Cellular and Fibrillar Collagen Analyses in an Animal Model of Retinal Detachment-Related Proliferative Vitreoretinopathy Reveals a Defined Transition to Chronic Fibrosis

PurposeProliferative vitreoretinopathy (PVR) is the most common cause of failure of surgically repaired rhegmatogenous retinal detachment (RRD). Chemically-induced and cell-injection PVR models do not fully simulate the clinical characteristics of PVR in the post-RRD context. There is an unmet need for translational models in which to study mechanisms and treatments specific to RRD-PVR. MethodsRRD-PVR was induced in adult Dutch Belted rabbits.

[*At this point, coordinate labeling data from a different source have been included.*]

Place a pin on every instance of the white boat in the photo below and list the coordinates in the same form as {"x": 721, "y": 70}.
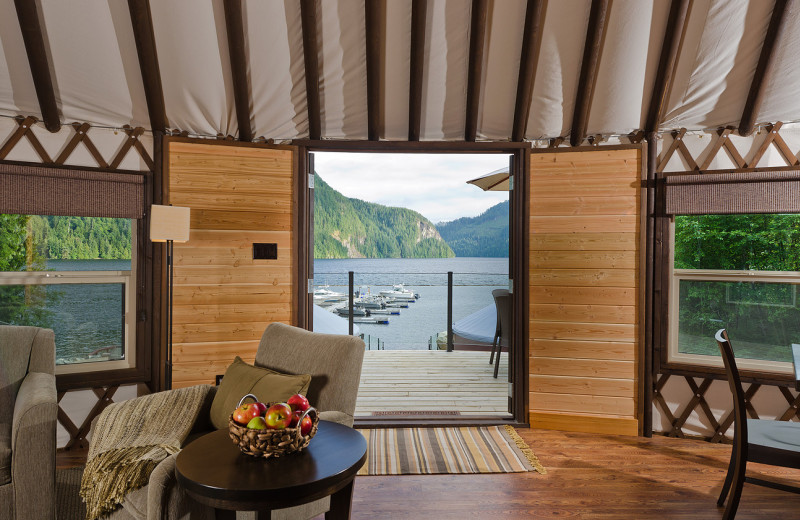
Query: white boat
{"x": 398, "y": 292}
{"x": 323, "y": 294}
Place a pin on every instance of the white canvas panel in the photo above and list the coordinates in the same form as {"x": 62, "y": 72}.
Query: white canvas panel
{"x": 715, "y": 91}
{"x": 444, "y": 91}
{"x": 397, "y": 72}
{"x": 274, "y": 47}
{"x": 559, "y": 68}
{"x": 343, "y": 69}
{"x": 195, "y": 66}
{"x": 93, "y": 55}
{"x": 505, "y": 26}
{"x": 619, "y": 94}
{"x": 780, "y": 102}
{"x": 17, "y": 94}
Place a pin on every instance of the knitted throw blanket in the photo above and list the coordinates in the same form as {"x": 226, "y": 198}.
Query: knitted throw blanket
{"x": 130, "y": 438}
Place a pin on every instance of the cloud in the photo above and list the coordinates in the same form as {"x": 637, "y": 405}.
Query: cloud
{"x": 432, "y": 184}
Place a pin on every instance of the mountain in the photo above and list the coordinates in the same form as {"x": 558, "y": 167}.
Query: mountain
{"x": 483, "y": 236}
{"x": 352, "y": 228}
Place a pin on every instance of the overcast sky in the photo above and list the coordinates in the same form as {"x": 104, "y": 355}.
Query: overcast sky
{"x": 434, "y": 185}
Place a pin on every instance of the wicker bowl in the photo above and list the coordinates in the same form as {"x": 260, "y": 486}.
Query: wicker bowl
{"x": 269, "y": 443}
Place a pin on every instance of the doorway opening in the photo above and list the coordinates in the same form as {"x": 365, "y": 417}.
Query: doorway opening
{"x": 412, "y": 253}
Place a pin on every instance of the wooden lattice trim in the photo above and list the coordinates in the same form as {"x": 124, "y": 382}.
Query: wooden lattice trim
{"x": 77, "y": 435}
{"x": 699, "y": 404}
{"x": 80, "y": 136}
{"x": 723, "y": 142}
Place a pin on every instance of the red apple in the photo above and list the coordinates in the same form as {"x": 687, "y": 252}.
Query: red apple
{"x": 257, "y": 423}
{"x": 305, "y": 425}
{"x": 262, "y": 408}
{"x": 244, "y": 413}
{"x": 298, "y": 402}
{"x": 278, "y": 416}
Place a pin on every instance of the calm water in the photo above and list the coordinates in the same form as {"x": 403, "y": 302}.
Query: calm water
{"x": 86, "y": 317}
{"x": 473, "y": 282}
{"x": 89, "y": 317}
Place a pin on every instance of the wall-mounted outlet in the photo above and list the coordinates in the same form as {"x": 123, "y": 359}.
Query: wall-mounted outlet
{"x": 265, "y": 251}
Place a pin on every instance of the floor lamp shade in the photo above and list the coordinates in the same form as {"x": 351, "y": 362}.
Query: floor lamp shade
{"x": 169, "y": 223}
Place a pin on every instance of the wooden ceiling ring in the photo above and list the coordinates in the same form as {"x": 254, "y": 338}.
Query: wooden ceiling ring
{"x": 763, "y": 73}
{"x": 589, "y": 65}
{"x": 670, "y": 48}
{"x": 477, "y": 41}
{"x": 142, "y": 24}
{"x": 37, "y": 52}
{"x": 234, "y": 26}
{"x": 419, "y": 9}
{"x": 375, "y": 24}
{"x": 308, "y": 16}
{"x": 531, "y": 45}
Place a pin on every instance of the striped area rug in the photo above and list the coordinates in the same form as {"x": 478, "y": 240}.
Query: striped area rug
{"x": 424, "y": 451}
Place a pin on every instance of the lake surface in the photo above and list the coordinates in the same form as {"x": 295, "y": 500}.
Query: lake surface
{"x": 87, "y": 317}
{"x": 474, "y": 279}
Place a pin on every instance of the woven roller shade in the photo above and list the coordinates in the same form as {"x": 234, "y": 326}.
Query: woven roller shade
{"x": 41, "y": 190}
{"x": 726, "y": 193}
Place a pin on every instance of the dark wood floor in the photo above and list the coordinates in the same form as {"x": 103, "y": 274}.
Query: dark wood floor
{"x": 589, "y": 477}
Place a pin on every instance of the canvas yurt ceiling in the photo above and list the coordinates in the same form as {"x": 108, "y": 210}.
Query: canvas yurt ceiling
{"x": 365, "y": 68}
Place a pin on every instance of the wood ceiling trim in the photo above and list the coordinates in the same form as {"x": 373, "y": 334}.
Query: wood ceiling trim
{"x": 477, "y": 40}
{"x": 234, "y": 25}
{"x": 308, "y": 16}
{"x": 419, "y": 9}
{"x": 142, "y": 23}
{"x": 670, "y": 48}
{"x": 531, "y": 45}
{"x": 764, "y": 69}
{"x": 35, "y": 48}
{"x": 375, "y": 17}
{"x": 591, "y": 59}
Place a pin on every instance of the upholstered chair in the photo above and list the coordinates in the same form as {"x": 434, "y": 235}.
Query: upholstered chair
{"x": 334, "y": 363}
{"x": 28, "y": 411}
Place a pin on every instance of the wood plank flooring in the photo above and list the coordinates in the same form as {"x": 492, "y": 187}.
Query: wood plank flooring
{"x": 432, "y": 381}
{"x": 591, "y": 477}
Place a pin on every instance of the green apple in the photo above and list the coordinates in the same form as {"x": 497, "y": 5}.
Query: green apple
{"x": 257, "y": 423}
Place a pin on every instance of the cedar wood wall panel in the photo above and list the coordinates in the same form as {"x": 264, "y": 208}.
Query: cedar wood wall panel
{"x": 584, "y": 289}
{"x": 223, "y": 299}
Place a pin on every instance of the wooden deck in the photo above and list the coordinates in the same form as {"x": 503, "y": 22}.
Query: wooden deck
{"x": 431, "y": 381}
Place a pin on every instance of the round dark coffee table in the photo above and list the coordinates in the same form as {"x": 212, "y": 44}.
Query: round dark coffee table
{"x": 214, "y": 472}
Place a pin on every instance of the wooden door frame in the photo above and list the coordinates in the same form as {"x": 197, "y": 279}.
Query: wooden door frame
{"x": 519, "y": 226}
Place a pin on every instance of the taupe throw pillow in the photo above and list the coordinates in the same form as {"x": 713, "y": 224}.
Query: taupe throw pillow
{"x": 241, "y": 379}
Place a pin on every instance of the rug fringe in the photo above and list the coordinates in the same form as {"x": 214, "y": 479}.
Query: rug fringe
{"x": 526, "y": 450}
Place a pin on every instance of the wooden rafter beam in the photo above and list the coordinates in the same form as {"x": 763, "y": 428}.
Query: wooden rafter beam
{"x": 308, "y": 16}
{"x": 531, "y": 39}
{"x": 419, "y": 9}
{"x": 32, "y": 36}
{"x": 591, "y": 59}
{"x": 375, "y": 16}
{"x": 477, "y": 39}
{"x": 670, "y": 48}
{"x": 234, "y": 25}
{"x": 763, "y": 72}
{"x": 142, "y": 23}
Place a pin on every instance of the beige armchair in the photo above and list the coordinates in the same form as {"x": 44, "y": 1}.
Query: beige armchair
{"x": 334, "y": 362}
{"x": 28, "y": 411}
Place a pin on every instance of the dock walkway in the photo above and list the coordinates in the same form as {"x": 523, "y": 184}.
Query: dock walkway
{"x": 431, "y": 381}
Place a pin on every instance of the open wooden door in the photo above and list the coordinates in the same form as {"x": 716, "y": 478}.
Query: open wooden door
{"x": 227, "y": 287}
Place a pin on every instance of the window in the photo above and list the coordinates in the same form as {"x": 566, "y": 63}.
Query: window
{"x": 74, "y": 275}
{"x": 740, "y": 272}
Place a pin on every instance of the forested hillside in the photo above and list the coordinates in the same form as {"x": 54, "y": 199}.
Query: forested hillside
{"x": 352, "y": 228}
{"x": 81, "y": 238}
{"x": 483, "y": 236}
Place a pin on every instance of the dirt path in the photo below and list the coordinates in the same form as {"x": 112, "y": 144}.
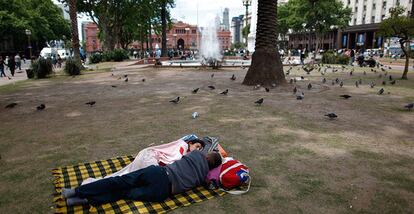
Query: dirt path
{"x": 300, "y": 160}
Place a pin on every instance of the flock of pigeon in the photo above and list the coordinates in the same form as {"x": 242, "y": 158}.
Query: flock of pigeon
{"x": 299, "y": 95}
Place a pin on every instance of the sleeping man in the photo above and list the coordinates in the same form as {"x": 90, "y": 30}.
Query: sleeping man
{"x": 153, "y": 183}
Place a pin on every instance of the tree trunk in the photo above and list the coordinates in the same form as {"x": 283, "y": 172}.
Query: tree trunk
{"x": 407, "y": 59}
{"x": 164, "y": 28}
{"x": 266, "y": 68}
{"x": 74, "y": 29}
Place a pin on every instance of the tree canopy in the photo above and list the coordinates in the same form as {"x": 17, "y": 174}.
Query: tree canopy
{"x": 41, "y": 17}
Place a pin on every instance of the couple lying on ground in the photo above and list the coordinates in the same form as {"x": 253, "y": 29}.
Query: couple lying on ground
{"x": 155, "y": 174}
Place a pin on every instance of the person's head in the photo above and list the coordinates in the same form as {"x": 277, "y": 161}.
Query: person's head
{"x": 196, "y": 144}
{"x": 214, "y": 160}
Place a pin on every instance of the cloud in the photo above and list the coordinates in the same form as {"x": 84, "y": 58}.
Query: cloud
{"x": 186, "y": 10}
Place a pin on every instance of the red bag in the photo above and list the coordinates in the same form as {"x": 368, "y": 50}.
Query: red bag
{"x": 234, "y": 174}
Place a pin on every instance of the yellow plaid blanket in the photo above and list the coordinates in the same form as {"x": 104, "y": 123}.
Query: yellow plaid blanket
{"x": 72, "y": 176}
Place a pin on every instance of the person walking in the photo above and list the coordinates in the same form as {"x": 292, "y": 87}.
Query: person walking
{"x": 12, "y": 65}
{"x": 59, "y": 60}
{"x": 2, "y": 67}
{"x": 18, "y": 61}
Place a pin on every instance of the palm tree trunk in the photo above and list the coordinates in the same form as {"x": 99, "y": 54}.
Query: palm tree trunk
{"x": 266, "y": 68}
{"x": 74, "y": 29}
{"x": 164, "y": 28}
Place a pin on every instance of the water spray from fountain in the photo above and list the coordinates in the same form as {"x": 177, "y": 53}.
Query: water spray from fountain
{"x": 210, "y": 48}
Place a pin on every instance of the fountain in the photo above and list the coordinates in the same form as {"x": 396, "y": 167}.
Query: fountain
{"x": 210, "y": 48}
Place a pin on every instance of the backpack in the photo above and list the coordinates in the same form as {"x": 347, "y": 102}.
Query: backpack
{"x": 234, "y": 174}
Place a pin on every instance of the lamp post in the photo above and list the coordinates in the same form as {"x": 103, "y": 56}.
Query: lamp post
{"x": 247, "y": 3}
{"x": 28, "y": 33}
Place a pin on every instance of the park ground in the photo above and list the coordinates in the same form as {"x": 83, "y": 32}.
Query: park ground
{"x": 300, "y": 161}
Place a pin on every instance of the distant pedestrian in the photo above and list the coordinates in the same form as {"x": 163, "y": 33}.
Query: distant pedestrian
{"x": 12, "y": 65}
{"x": 59, "y": 61}
{"x": 18, "y": 61}
{"x": 2, "y": 67}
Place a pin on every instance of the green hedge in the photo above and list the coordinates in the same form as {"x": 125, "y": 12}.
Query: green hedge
{"x": 42, "y": 68}
{"x": 72, "y": 67}
{"x": 329, "y": 57}
{"x": 116, "y": 55}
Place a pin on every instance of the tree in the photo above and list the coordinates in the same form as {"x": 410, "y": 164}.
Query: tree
{"x": 266, "y": 68}
{"x": 74, "y": 29}
{"x": 402, "y": 27}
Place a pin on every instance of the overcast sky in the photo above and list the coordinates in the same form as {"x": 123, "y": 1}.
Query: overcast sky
{"x": 186, "y": 11}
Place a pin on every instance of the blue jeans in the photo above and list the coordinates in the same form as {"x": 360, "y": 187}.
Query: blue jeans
{"x": 148, "y": 184}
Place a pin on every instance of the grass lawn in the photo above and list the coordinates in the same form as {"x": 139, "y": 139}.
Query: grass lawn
{"x": 301, "y": 162}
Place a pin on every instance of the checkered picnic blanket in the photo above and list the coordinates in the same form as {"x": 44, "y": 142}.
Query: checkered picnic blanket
{"x": 72, "y": 176}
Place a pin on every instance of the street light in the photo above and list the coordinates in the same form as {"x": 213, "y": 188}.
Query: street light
{"x": 28, "y": 33}
{"x": 247, "y": 3}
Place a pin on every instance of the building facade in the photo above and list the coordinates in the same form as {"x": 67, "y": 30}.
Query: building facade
{"x": 226, "y": 21}
{"x": 90, "y": 37}
{"x": 183, "y": 36}
{"x": 236, "y": 29}
{"x": 363, "y": 27}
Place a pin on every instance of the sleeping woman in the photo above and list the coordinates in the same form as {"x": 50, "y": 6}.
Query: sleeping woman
{"x": 157, "y": 155}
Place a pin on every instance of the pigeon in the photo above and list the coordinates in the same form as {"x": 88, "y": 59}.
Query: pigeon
{"x": 90, "y": 103}
{"x": 41, "y": 107}
{"x": 259, "y": 102}
{"x": 225, "y": 92}
{"x": 345, "y": 96}
{"x": 331, "y": 116}
{"x": 301, "y": 96}
{"x": 409, "y": 106}
{"x": 11, "y": 105}
{"x": 176, "y": 100}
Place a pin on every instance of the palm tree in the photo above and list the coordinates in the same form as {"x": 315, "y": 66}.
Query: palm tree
{"x": 74, "y": 29}
{"x": 266, "y": 68}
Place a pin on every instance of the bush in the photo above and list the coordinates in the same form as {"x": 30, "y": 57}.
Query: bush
{"x": 95, "y": 58}
{"x": 329, "y": 57}
{"x": 119, "y": 55}
{"x": 72, "y": 67}
{"x": 42, "y": 68}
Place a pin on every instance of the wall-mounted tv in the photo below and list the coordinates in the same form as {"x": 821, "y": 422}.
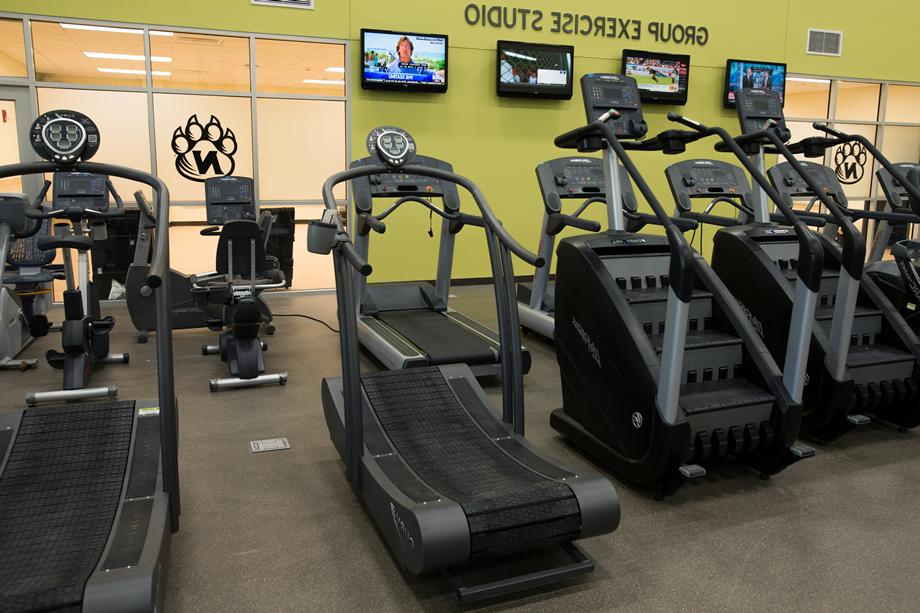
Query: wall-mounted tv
{"x": 534, "y": 70}
{"x": 747, "y": 73}
{"x": 662, "y": 78}
{"x": 403, "y": 61}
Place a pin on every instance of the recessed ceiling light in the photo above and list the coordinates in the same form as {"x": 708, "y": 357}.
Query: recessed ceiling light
{"x": 125, "y": 56}
{"x": 80, "y": 26}
{"x": 156, "y": 73}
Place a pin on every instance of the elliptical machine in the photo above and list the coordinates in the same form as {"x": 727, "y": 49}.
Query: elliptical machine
{"x": 83, "y": 200}
{"x": 864, "y": 357}
{"x": 243, "y": 271}
{"x": 660, "y": 367}
{"x": 24, "y": 295}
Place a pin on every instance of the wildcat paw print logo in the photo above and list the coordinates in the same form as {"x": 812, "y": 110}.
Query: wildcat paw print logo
{"x": 850, "y": 163}
{"x": 204, "y": 151}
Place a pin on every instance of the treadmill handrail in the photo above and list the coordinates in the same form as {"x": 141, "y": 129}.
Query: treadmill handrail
{"x": 681, "y": 273}
{"x": 811, "y": 254}
{"x": 843, "y": 137}
{"x": 159, "y": 270}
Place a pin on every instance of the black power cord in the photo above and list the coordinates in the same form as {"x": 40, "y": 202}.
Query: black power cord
{"x": 319, "y": 321}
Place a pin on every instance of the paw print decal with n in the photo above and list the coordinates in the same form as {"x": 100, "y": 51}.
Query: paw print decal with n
{"x": 850, "y": 162}
{"x": 205, "y": 151}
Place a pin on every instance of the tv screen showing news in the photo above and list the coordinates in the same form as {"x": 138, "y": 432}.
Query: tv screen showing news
{"x": 759, "y": 75}
{"x": 404, "y": 61}
{"x": 662, "y": 77}
{"x": 534, "y": 70}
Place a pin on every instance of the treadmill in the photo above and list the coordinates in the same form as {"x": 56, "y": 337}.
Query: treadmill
{"x": 89, "y": 492}
{"x": 447, "y": 482}
{"x": 407, "y": 325}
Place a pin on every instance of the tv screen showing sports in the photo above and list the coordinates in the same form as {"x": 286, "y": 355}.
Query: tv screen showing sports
{"x": 403, "y": 61}
{"x": 534, "y": 70}
{"x": 759, "y": 75}
{"x": 662, "y": 77}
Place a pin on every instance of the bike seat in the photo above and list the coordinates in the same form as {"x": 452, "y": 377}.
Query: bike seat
{"x": 80, "y": 243}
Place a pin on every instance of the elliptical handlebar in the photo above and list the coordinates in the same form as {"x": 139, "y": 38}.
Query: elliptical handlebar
{"x": 811, "y": 254}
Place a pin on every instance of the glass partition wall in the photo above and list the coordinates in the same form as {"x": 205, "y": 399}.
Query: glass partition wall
{"x": 888, "y": 114}
{"x": 190, "y": 104}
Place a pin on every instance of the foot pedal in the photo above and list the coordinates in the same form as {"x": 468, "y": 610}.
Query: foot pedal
{"x": 692, "y": 471}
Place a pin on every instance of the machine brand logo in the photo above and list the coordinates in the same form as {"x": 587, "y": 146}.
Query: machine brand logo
{"x": 592, "y": 348}
{"x": 401, "y": 529}
{"x": 850, "y": 163}
{"x": 205, "y": 151}
{"x": 758, "y": 327}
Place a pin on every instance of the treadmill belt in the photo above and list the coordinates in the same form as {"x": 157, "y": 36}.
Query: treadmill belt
{"x": 58, "y": 496}
{"x": 509, "y": 507}
{"x": 445, "y": 341}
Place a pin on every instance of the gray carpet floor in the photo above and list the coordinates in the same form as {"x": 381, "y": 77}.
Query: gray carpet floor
{"x": 281, "y": 531}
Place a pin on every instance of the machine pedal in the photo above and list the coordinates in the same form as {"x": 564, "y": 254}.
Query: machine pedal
{"x": 802, "y": 452}
{"x": 692, "y": 471}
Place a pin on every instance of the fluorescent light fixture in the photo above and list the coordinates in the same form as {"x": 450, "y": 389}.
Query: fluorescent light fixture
{"x": 80, "y": 26}
{"x": 520, "y": 55}
{"x": 156, "y": 73}
{"x": 807, "y": 80}
{"x": 125, "y": 56}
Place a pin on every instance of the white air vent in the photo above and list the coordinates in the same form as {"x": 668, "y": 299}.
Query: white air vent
{"x": 824, "y": 42}
{"x": 299, "y": 4}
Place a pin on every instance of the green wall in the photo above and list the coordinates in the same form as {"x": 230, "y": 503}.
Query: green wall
{"x": 498, "y": 141}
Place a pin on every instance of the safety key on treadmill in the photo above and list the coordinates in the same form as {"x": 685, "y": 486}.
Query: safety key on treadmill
{"x": 392, "y": 146}
{"x": 64, "y": 137}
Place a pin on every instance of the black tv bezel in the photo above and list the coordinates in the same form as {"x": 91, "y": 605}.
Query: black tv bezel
{"x": 657, "y": 97}
{"x": 730, "y": 104}
{"x": 395, "y": 86}
{"x": 533, "y": 91}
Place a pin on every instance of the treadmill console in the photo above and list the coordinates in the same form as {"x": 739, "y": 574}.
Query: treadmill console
{"x": 397, "y": 185}
{"x": 579, "y": 177}
{"x": 756, "y": 107}
{"x": 229, "y": 199}
{"x": 80, "y": 190}
{"x": 895, "y": 193}
{"x": 707, "y": 179}
{"x": 603, "y": 92}
{"x": 64, "y": 137}
{"x": 790, "y": 183}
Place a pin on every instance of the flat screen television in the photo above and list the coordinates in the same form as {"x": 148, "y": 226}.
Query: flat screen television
{"x": 747, "y": 73}
{"x": 403, "y": 61}
{"x": 534, "y": 70}
{"x": 663, "y": 78}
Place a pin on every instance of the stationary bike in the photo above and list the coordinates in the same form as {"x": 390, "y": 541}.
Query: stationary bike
{"x": 24, "y": 294}
{"x": 243, "y": 271}
{"x": 83, "y": 200}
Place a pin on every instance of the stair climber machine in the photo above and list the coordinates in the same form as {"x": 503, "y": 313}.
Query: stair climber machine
{"x": 447, "y": 482}
{"x": 25, "y": 294}
{"x": 863, "y": 355}
{"x": 406, "y": 325}
{"x": 82, "y": 199}
{"x": 89, "y": 491}
{"x": 660, "y": 367}
{"x": 573, "y": 178}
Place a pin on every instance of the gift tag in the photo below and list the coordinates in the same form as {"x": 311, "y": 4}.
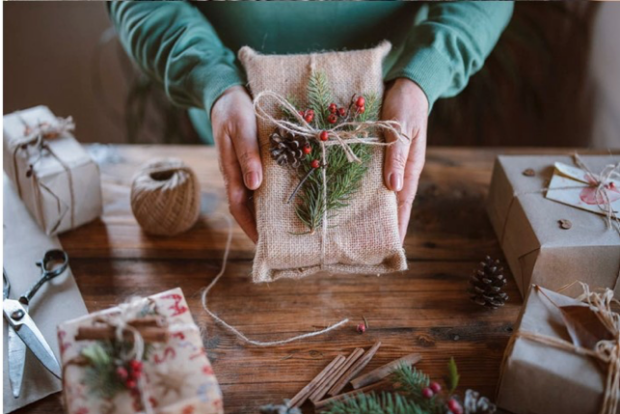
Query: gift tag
{"x": 573, "y": 186}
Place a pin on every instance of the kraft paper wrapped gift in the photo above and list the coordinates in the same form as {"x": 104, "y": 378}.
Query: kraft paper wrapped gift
{"x": 55, "y": 177}
{"x": 527, "y": 223}
{"x": 178, "y": 377}
{"x": 538, "y": 378}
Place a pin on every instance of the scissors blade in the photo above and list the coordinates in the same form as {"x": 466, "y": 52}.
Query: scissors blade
{"x": 28, "y": 332}
{"x": 17, "y": 359}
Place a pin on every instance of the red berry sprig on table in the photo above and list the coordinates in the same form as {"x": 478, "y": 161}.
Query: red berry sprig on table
{"x": 130, "y": 373}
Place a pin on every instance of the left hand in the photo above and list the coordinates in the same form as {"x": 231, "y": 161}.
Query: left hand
{"x": 405, "y": 102}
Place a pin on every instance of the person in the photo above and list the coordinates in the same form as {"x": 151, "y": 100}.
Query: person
{"x": 190, "y": 48}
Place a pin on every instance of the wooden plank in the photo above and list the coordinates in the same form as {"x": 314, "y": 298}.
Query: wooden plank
{"x": 424, "y": 309}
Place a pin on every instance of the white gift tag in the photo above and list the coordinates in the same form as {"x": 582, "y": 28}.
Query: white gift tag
{"x": 572, "y": 186}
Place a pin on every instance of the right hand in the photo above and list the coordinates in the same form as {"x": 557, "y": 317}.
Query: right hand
{"x": 236, "y": 139}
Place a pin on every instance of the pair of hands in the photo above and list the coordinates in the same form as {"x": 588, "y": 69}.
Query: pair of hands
{"x": 235, "y": 133}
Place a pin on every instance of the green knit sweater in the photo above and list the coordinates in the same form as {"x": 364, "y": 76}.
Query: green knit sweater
{"x": 190, "y": 48}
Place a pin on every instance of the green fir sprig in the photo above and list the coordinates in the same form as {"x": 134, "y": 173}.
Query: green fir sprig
{"x": 407, "y": 396}
{"x": 343, "y": 177}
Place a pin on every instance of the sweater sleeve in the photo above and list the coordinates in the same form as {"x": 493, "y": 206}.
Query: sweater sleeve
{"x": 446, "y": 48}
{"x": 174, "y": 44}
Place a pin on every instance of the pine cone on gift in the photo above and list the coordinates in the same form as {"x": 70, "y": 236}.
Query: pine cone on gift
{"x": 287, "y": 148}
{"x": 475, "y": 404}
{"x": 486, "y": 285}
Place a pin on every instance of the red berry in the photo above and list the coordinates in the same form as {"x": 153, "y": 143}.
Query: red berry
{"x": 427, "y": 393}
{"x": 122, "y": 373}
{"x": 454, "y": 406}
{"x": 135, "y": 365}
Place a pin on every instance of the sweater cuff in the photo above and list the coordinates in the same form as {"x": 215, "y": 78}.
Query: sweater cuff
{"x": 428, "y": 68}
{"x": 213, "y": 81}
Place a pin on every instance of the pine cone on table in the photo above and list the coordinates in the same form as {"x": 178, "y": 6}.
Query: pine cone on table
{"x": 475, "y": 404}
{"x": 486, "y": 285}
{"x": 287, "y": 148}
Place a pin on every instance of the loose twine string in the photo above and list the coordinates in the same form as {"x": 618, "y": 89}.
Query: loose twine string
{"x": 236, "y": 331}
{"x": 606, "y": 351}
{"x": 343, "y": 135}
{"x": 36, "y": 136}
{"x": 120, "y": 322}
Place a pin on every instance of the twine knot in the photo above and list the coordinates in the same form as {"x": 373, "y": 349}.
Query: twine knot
{"x": 343, "y": 135}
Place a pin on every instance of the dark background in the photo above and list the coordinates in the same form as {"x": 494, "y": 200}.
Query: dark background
{"x": 553, "y": 79}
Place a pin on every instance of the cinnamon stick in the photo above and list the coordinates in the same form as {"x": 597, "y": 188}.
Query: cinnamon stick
{"x": 100, "y": 333}
{"x": 372, "y": 387}
{"x": 385, "y": 370}
{"x": 322, "y": 389}
{"x": 302, "y": 396}
{"x": 354, "y": 369}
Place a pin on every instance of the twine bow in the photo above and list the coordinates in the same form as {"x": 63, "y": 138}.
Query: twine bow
{"x": 36, "y": 137}
{"x": 120, "y": 322}
{"x": 602, "y": 183}
{"x": 606, "y": 351}
{"x": 343, "y": 135}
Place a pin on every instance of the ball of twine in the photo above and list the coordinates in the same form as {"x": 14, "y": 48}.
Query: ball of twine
{"x": 165, "y": 197}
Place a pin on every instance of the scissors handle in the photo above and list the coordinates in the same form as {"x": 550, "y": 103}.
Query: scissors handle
{"x": 54, "y": 263}
{"x": 6, "y": 286}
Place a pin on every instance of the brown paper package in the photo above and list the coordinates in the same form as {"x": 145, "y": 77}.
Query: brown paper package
{"x": 60, "y": 196}
{"x": 541, "y": 379}
{"x": 362, "y": 237}
{"x": 537, "y": 249}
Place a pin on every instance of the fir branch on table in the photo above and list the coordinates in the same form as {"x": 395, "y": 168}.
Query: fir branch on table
{"x": 319, "y": 97}
{"x": 408, "y": 396}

Posterior segments of enucleated globes were fixed or processed for RNA-Seq at 6 hours and 2, 7, 14, and 35 days post-induction. Histochemical staining and immunolabeling for glial fibrillary acidic protein (GFAP), alpha smooth muscle actin (SMA), vascular endothelial growth factor receptor 2 (VEGFR2), CD68, and retinal pigment epithelium 65 kDa protein (RPE65) were performed, and labeling intensity was scored. Single cell RNA sequencing was performed. ResultsAcute histopathologic changes included intravitreal and intraretinal hemorrhage, leukocytic vitritis, chorioretinitis, and retinal rarefaction. Chronic lesions showed retinal atrophy, gliosis, fibrotic subretinal membranes, and epiretinal fibrovascular proliferation. Fibrillar collagen was present in the fibrocellular and fibrovascular membranes in chronic lesions. Moderate to strong labeling of glia and vasculature was detected in chronic lesions. At day 14, most cells profiled by single cell sequencing were identified as Muller glia and microglia, consistent with immunolabeling. Expression of several fibrillar collagen genes were upregulated in chronic lesions. ConclusionsHistologic and transcriptional features of this rabbit model simulate important features of human RRD-PVR, including the transition to chronic intra and periretinal fibrosis. This high-fidelity in vivo model of RRD-PVR will enable further research on targeted treatment interventions.